Entre finales de abril y principios de mayo, presos de la cárcel Municipal de San José del Guaviare (Guaviare), en el oriente colombiano, les solicitaron a las autoridades la entrega de elementos sanitarios.

La petición se hizo por la coyuntura actual que vive el país por el nuevo coronavirus y la intención, se suponía, era prevenir posibles contagios.

El 4 de mayo pasado, a cada interno de la cárcel se le hizo entrega de un kit de bioseguridad que contenía, entre otros elementos, alcohol antiséptico.
Un día después, el martes 5 de mayo, la situación se salió de control en el lugar y todo por cuenta del alcohol: los presos lo mezclaron, al parecer, con un refresco en polvo y se lo bebieron.

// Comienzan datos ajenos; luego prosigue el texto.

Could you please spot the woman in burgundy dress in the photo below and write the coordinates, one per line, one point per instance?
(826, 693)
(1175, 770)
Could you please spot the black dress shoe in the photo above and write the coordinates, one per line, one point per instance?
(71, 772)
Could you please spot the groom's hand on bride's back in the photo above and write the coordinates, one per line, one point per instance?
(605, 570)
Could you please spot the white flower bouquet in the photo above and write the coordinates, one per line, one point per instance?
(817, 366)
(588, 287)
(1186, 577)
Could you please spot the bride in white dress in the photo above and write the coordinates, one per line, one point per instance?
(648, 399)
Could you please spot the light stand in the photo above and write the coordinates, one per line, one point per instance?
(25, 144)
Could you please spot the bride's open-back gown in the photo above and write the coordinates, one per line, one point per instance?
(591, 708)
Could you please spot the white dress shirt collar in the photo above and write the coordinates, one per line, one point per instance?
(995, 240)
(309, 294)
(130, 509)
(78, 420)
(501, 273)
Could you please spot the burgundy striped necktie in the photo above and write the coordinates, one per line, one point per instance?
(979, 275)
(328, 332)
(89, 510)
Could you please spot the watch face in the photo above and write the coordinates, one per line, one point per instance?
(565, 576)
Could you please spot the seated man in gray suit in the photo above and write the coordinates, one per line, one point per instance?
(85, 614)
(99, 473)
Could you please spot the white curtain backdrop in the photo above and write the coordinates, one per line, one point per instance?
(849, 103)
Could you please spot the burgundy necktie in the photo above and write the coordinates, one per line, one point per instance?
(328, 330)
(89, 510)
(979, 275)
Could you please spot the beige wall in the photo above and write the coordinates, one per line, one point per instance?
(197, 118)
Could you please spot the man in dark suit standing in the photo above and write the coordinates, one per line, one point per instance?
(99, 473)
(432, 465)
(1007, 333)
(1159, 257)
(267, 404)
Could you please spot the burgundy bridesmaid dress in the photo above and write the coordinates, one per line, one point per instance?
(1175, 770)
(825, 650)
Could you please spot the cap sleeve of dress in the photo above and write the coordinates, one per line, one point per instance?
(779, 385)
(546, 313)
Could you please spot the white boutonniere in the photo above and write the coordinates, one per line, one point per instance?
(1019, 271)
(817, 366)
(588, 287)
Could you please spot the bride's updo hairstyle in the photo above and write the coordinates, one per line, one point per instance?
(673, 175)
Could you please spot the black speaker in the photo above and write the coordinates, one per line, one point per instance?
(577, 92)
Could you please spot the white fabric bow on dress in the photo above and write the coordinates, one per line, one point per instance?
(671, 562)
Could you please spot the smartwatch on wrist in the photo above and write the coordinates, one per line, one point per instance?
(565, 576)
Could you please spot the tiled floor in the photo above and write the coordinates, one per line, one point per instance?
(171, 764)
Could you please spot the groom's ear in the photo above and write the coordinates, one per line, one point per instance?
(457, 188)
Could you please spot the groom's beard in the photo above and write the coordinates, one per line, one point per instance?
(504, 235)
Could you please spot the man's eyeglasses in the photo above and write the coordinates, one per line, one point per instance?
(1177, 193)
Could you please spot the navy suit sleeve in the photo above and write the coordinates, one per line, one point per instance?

“Estaban en sus celdas e ingirieron la bebida y se desencadenó una riña entre ellos”, indicó Carolina Galeano, personera municipal de San José del Guaviare.
El reo golpeado fue llevado al Hospital de San José y valorado. Sus heridas no eran de gravedad y, después de algunas horas, regresó a la prisión.

“El director del centro carcelario, Justo Pastor Macías Urrea, tomó las medidas disciplinarias correspondientes por los hechos”.

Galeano señaló que la situación registrada es muy rara, pues los presos de la cárcel Municipal, la única del departamento, son muy calmados. “El 95 % de los encarcelados tiene arraigo en el Guaviare y saben que si se portan mal podrían ser trasladados o perderían beneficios, como las visitas”.

“Los guardias se dieron cuenta del escándalo y acudieron a las celdas. Al llegar, corroboraron que los presos estaban ebrios y que uno de ellos era víctima de agresiones por parte de los demás”, agregó.

Galeano explicó que la cárcel no es del Inpec, sino de la administración municipal y que su presupuesto es muy bajo, por lo que en el momento de los hechos sólo estaban presentes dos guardias.

“Lo único que tenían para reaccionar era un gas pimienta que, al aplicarlo, puso más violentos a los presos. Les tocó esperar que llegará la Policía y les diera una mano”.